Al funcionario se le escapa una carcajada.

—Uy, no, ni lo intente. Eso es por si usted dijo «que te vote Txapote», «Lorca, te mandaremos a la horca», «la ecología me deja la polla fría» y cosas así. Pero esto de usted es punible completamente y está regulado por el Ministerio de las Religiones.

—Ah, ¿hay varias?

—Meh. No. En esencia, todo es catolicismo. Pero vamos, a un evangélico no le hacemos ascos, no sé si usted me entiende. Lo que pasa es que el plural viste más, ¿sabe?

—Entonces, la libertad de expresión…

—Pues eso, libertad para expresarnos. Pero dentro de unos límites, que confunden ustedes libertad con libertinaje. ¿Ha visto aquí, en este magno edificio, en este egregio pasillo, algún cartelito en el que ponga «Ministerio del Libertinaje»? No, ¿verdad? —Rápidamente, al darse cuenta de que está perdiendo el tiempo—: Más cosas.

—Sí, verá. A mi hija le han concedido para el próximo curso un centro escolar católico y quería saber cómo puedo cambiarla a uno laico.

—¿Y por qué querría hacer usted eso? ¡No estará a favor de la enseñanza pagana y pública! ¡Pero si ahí solo van los desechos de la sociedad!

—Bueno, verá. Es que no me puedo permitir pagar un colegio. Y luego es que creyentes, lo que se dice creyentes, tampoco somos.

—Pues muy mal, ¿eh? Veré qué puedo hacer, pero debería usted abrazar la fe. Con fe todo se ve de otro color.

—Se lo agradezco. Tengo aún otra preguntita.

—Adelante. Pero ya es la última, que tengo mucha plancha.

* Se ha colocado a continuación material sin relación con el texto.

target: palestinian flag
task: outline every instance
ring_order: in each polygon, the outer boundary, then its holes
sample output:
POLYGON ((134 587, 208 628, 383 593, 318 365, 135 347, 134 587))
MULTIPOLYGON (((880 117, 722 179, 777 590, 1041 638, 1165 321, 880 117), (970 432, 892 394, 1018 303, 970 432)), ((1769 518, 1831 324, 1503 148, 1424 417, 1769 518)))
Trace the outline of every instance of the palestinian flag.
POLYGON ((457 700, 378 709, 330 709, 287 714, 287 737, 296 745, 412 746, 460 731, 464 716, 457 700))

—Me han regalado unas entradas para ir a Las Ventas, a una corrida benéfica, y no las voy a usar. Querría saber dónde debo devolverlas para que no se me multe por —Lee la letra pequeña de la entrada—… falta de asistencia a un evento cultural.

El funcionario escribe en una libretita, fuera del ángulo de visión de la consultante: «Bollera. Atea. Antitaurina».

—Perdone, ¿decía?

—Las entradas. Que donde las devuelvo.

—Sí, mire. Vuelva sobre sus pasos y busque el pasillo de Tauromaquia, caza y cine. Y suerte.

—Suerte, ¿por qué?

—No sé. Yo siempre deseo suerte. Por si acaso.

Cuando la mujer se ha alejado, el funcionario levanta el auricular del teléfono.

—Guzmán, os mando a una perita en dulce. Metedle el miedo en el cuerpo.

Por fin encuentra el pasillo. Se dirige al turnomatic. Junto a él, con la derrota dibujada en el rostro y un fajo de folios que parece querer caérsele de las manos, se sienta Pedro Almodóvar.

—Me encantan todas tus películas, Pedro. Me ayudaste a divorciarme y a salir del armario. Solo eso, no te molesto más.

—No molestas, qué vas a molestar. ¿Tienes tiempo para tomar algo cuando terminemos en este sitio horrible? Te invito.